Theory To Improve Pressure Stability
It had been demonstrated that unstable pressures could be improved when a surge suppressor was combined with a standard pressure controller (in the nylon experiment above). It had been demonstrated that the dual channel surge suppressor could avoid stagnation. We thought that perhaps we could reduce a conventional surge rather than the extremely large surge in the nylon experiment. Further, that we could process a somewhat thermally sensitive material in the dual channel suppressor.
Fourth Apparatus and Results
The extruder described in the third apparatus had an additional pressure sensor added in the transfer pipe region so that pressure could be measured and controlled from either the extruder barrel or the transfer pipe. We processed PVDF, a somewhat thermally sensitive material though a small die at about 7 rpm.
Figure 6 shows the chart recording of pressure with and without automatic screw speed control in the transfer pipe.
Note that this would be the typical position where pressure would be measured at the output of a metering pump. With automatic screw speed control, the pressure variation in the transfer tube was about plus or minus 0.00145 PA (10 PSI) pounds at various control pressure settings between 0.5536 PA (3,680 PSI) (about 0.3%) and 0.4176 (2,880 PSI) (about 0.4%). Barrel pressures were recorded at the same time and were about plus or minus 0.0116 PA (80 PSI).
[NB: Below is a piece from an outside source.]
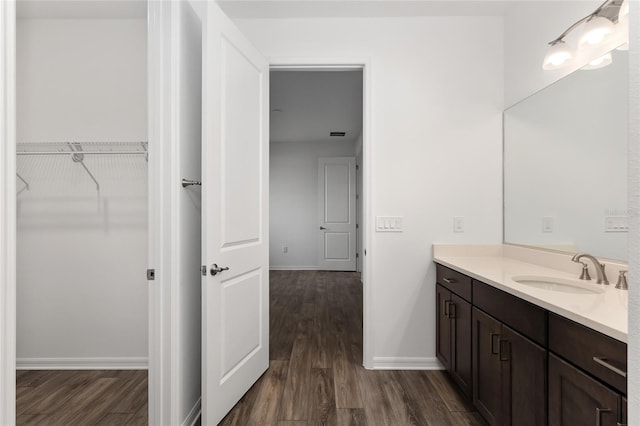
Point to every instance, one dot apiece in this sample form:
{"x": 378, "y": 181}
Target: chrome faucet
{"x": 602, "y": 277}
Figure 7 shows the barrel and transfer pipe pressure traces at 0.5336 (3,680 PSI) pressure control setting in the transfer tube.
Pressure control was then switched to the barrel. At pressure control settings between 0.2494 PA (1,720 PSI) and 0.3074 PA (2,120 PSI), pressures were held at about plus or minus 0.00145 (10 PSI) (about 0.5%). At a pressure setting of 0.319 PA (2,220 PSI), pressure variation increased to about plus or minus 0.002175 (15 PSI) (about 0.7%). The pressure control was turned off and the barrel pressure was then recorded at about 5 rpm to be about 0.348 PA (2,400 PSI) plus or minus 0.029 PA (200 PSI) (about 8.5%).
Conclusion
A theory was presented for a surge suppressor that did not have stagnant areas. Obvious degradation, that might have been seen as discoloration or carbonized material, did not evidence itself in the extrudate. This is encouraging given a somewhat thermally sensitive material processed at very slow screw speeds.
A theory was presented that may lead to a simple method of controlling extruder pressures by linking surge suppressors and a pressure control of screw speed.
Pressures less than 1% were held in the transfer pipe. It is usually assumed that such pressure stability can only be achieved through the use of metering pumps.
It is particularly interesting that barrel pressures were controlled within 0.00145 PA (10 PSI). Consider that when the pressure control was located in the transfer pipe, the upstream pressure in the barrel showed 8 times greater pressure variation than the downstream pressure!
Unfortunately, we are unable to measure less than 0.00145 PA (10 PSI) in these pressure ranges. So, we cannot say what the downstream pressure was. But, the implication is that the pressure variation ought to be much less. If this work can be expanded, it would be both a useful and cost effective solution to many surging problems.
Further experimental and theoretical work is in progress.